SEC chair: I won't resign due to Legacy mess
Securities and Exchange Commission (SEC) chair Fe Barin is staying put despite resignation calls for her and her colleagues in the five-man commission dragged into the Legacy mess.
In a press conference on Wednesday with Executive Secretary Eduardo Ermita in Malacañang, Barin said she has spent many years in government service and the multi-billion-worth Legacy mess is the first time she has been dragged into a scandal.
"I will be 75 soon. I spent 53 years, more than half of my life, in government. I hope it will not end this way," Fe Barin told reporters. She said she will carry on with her job and has no plans of stepping down or going on leave unless asked by President Arroyo herself.
Ermita said Malacañang has no plans to let Barin go and is waiting for the results of a lifestyle check that President Arroyo, on Tuesday, ordered on all SEC officials.
Failures
The SEC has been hit by sharp criticism over the its failure to detect and address the collapse of three pre-need firms that are part of the now bankrupt Legacy Group of financial services firms. Thousands of pre-need planholders bought an aggregate P7 billion financial products from the Legacy Group.
During last Monday's Senate hearing, legislators hammered SEC's regulatory lapses in the Legacy-related failures. Senate President Juan Ponce Enrile sought the resignation of Jesus Martinez, Barin's colleague in the commission, after two former executives of the Legacy Group presented paper trails that implied Martinez protected Legacy's pre-need firms so they could continue their operations despite not meeting SEC requirements.
Martinez, a political appointee who is retiring this week, is now facing investigations, including a lifestyle check, for possible administrative lapses. He is also not allowed to leave the country.
On Tuesday, however, Senator Enrile called for the inclusion of Barin and the other SEC commissioners in the administrative investigations since "one [commissioner] is not the commission. They must share the responsibility for the fiasco that has happened," he said.
Enrile said a resolution he would file would express the chamber’s "disgust" and seek the resignation of all commission members.
Aside from Barin and Martinez, the other commissioners are Ma. Juanita Elegir-Cueto, Raul J. Palabrica, and Thaddeus E. Venturanza.
Barin's profile
Before assuming her post at the helm of the SEC in September 1, 2004, Barin spent decades in various regulatory bodies engaged in energy and in banking and financial services
She was a member of the Monetary Board, the central bank's policy-making body, from 2002 to 2004, and worked closely as consultant or legal counsel to the Bangko Sentral ng Pilipinas, and before that, with the Philippine Deposit Insurance Corporation.

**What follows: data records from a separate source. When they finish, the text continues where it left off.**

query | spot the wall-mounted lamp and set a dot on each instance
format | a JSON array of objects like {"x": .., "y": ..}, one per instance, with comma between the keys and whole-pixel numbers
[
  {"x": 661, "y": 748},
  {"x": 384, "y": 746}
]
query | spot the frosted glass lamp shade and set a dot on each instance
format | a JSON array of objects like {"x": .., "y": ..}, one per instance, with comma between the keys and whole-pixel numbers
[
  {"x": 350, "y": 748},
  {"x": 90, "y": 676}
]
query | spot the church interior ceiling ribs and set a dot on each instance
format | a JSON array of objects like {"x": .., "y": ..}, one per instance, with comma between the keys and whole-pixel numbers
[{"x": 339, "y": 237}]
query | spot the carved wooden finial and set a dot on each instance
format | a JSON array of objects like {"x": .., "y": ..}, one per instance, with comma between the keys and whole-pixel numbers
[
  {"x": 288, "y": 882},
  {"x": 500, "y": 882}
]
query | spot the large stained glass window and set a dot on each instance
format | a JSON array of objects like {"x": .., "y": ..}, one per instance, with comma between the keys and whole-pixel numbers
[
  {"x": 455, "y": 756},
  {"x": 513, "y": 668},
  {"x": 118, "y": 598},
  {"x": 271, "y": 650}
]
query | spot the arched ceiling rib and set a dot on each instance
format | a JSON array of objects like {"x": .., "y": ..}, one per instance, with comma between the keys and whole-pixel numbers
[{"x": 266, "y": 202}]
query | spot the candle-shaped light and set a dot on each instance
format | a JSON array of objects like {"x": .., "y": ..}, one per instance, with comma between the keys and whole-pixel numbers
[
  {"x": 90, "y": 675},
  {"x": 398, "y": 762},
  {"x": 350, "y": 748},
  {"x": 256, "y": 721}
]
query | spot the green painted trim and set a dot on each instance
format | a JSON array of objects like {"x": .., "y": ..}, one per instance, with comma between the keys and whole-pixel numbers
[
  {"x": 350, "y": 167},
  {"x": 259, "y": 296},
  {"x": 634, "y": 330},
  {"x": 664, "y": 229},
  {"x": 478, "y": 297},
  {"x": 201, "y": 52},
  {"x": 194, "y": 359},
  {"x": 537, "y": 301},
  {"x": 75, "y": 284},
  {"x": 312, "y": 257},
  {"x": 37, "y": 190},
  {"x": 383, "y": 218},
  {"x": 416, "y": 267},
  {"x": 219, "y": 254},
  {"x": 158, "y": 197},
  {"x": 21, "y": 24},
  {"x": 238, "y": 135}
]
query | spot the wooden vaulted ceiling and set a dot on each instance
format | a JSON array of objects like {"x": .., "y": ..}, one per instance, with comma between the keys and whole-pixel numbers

Barin was also the first chairperson of the Energy Regulatory Commission, which, in 2001, was a newly-created quasi-judicial body mandated to regulate the electric power industry.
Despite her credentials, her appointment to the SEC, however, has been widely seen as a politically motivated. Her closeness to President Arroyo and First Gentleman Mike Arroyo, who was Barin's partner in a law firm in the eighties, has clouded opinions about her ability to do her job independently.
"The insinuations that I can get favors from the president anytime are not true. In the first place, I was appointed to this position to do a job. Should I keep on disturbing the President to ask for what I want?" she told Malacañang reporters.
She added, "There is no truth that I was a godmother in the wedding of the President."
Pre-need mess
When Barin assumed her post in the SEC, the pre-need industry woes, especially those that involved market leader College Assurance Plan (CAP), were just unveiling. CAP's eventual collapse left almost one million planholders unable to benefit from the financial products they bought.
In 2005, other high-profile pre-need firms, such as Yuchengco-led Pacific Plans Inc., started admitting that they, too, were in financial trouble.
Clients of then embattled Pacific Plans formed PEP Coalition, a group of parents with investments in the pre-need firm. Barin and PEP's president, Philip Piccio are not in good terms. Piccio has helped pave the way for Legacy's two former executives to present documentary evidence that pinned down SEC commissioner Martinez in Monday's Senate hearing.
The two former Legacy executives were charged by the BSP with syndicated estafa for their role in Legacy's questionable practices.